Between writing that blog post and writing this one, I watched twelve episodes of Party Down. Yeah.
I would have watched the show much earlier if I’d realized that it’s made up of essentially the entire cast of Veronica Mars, plus most of its writers, plus Jane Lynch. I also would have watched the show earlier if I’d realized how funny the premise could actually be – the main characters are a group of caterers, and each episode features them working a different event. These range from standard parties like weddings, silent auctions, and backstage parties to more unusual affairs, like an adult entertainment awards show. The show takes place in Los Angeles, and the catering staff is made up of wannabe actors, comedians, and writers whose job forces them into daily contact with the people they so desperately want to become. Everyone wants to become famous, that is, except for the main character Henry, who actually had a breakthrough acting job as a tagline guy on a beer commercial and has since abandoned any hope of a further career.

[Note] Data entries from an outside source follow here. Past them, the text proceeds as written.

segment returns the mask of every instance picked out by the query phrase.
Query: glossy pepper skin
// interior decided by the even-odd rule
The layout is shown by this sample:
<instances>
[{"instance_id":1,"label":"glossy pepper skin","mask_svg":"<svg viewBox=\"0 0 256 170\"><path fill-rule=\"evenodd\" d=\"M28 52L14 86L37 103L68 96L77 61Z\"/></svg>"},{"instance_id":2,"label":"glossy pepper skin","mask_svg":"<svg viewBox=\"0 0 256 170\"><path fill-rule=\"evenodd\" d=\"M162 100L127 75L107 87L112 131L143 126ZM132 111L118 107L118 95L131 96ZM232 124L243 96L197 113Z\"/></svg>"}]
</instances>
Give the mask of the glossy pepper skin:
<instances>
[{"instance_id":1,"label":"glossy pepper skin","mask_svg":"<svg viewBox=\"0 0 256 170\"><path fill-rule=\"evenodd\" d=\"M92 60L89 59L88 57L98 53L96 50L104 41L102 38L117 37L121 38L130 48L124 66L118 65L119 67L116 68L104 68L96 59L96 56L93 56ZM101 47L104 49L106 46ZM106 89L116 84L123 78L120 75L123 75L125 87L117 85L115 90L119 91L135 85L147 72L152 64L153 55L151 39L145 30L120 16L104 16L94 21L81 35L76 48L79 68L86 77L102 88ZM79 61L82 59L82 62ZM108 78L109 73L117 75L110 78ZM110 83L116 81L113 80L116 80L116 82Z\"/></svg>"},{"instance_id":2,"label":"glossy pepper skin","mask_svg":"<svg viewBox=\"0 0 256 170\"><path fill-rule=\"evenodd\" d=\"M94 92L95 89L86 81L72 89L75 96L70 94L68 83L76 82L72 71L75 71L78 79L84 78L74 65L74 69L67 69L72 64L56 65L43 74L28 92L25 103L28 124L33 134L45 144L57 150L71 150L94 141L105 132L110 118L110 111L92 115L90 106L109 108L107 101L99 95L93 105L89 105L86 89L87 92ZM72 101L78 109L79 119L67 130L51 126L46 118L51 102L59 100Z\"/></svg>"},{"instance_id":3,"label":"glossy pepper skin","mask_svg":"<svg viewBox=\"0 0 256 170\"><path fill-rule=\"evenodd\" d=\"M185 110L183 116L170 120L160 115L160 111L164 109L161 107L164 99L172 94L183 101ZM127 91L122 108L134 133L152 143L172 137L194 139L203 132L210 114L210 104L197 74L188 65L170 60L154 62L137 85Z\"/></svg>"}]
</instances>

Adam Scott as Henry on Party Down
It would be easy for Henry and his merry band of misfits to look unrelentingly jaded, but the whole thing is improved by the presence of Jane Lynch’s character Constance, who sincerely loves every party she’s attending. She claps with more enthusiasm than the weary guests at fundraisers, she is thrilled by surprise guest appearances, she is overcome by the dénouement of a sweet sixteen party. Balancing Constance’s dedication, Party Down Team Leader Ron Donald sees each event as a stepping stone toward his ultimate goal as franchise owner of a Soup ‘er Crackers buffet, and his repeated insistence on professionalism is matched only by his deeply-held self-doubt. As a result, the show takes on the quality of a Christopher Guest movie, where everyone approaches each event at a completely different angle of earnestness and someone is always dropping a tray full of appetizers.

Jane Lynch as Constance
The other sustaining force of the show is the whole caterer premise, which allows each episode to bring in a new cast of guest stars and forces the staff to deal with a new bunch of completely crazy, slightly famous people. In this way, Party Down is like an inversion of HBO’s Entourage, a show it references in the second season as Roman and Kyle debate which of them would be Turtle and which would be E. (Kyle insists, of course, that he’s actually the Vince of the group.) It is the same formula of a group of people striving for success in Hollywood, but has a much funnier and more clear-eyed perspective on what these people are trying for so badly, and how much more unlikely it is for them to achieve anything.

Slingin' 'derves at the Brandix Corporate Retreat
From a structural standpoint, I love the concept of each episode being a different party. It gives each episode an easy shape and purpose, but it also lets every episode have a completely different tone. That conceit prevents Party Down from ever being predictable, but in addition, a show that is so breezily comfortable at both a twenty-year high school reunion and a hard-core metal backstage party has to also have a pretty solid sense of itself.
Shame on me for letting this show slip through the cracks for so long.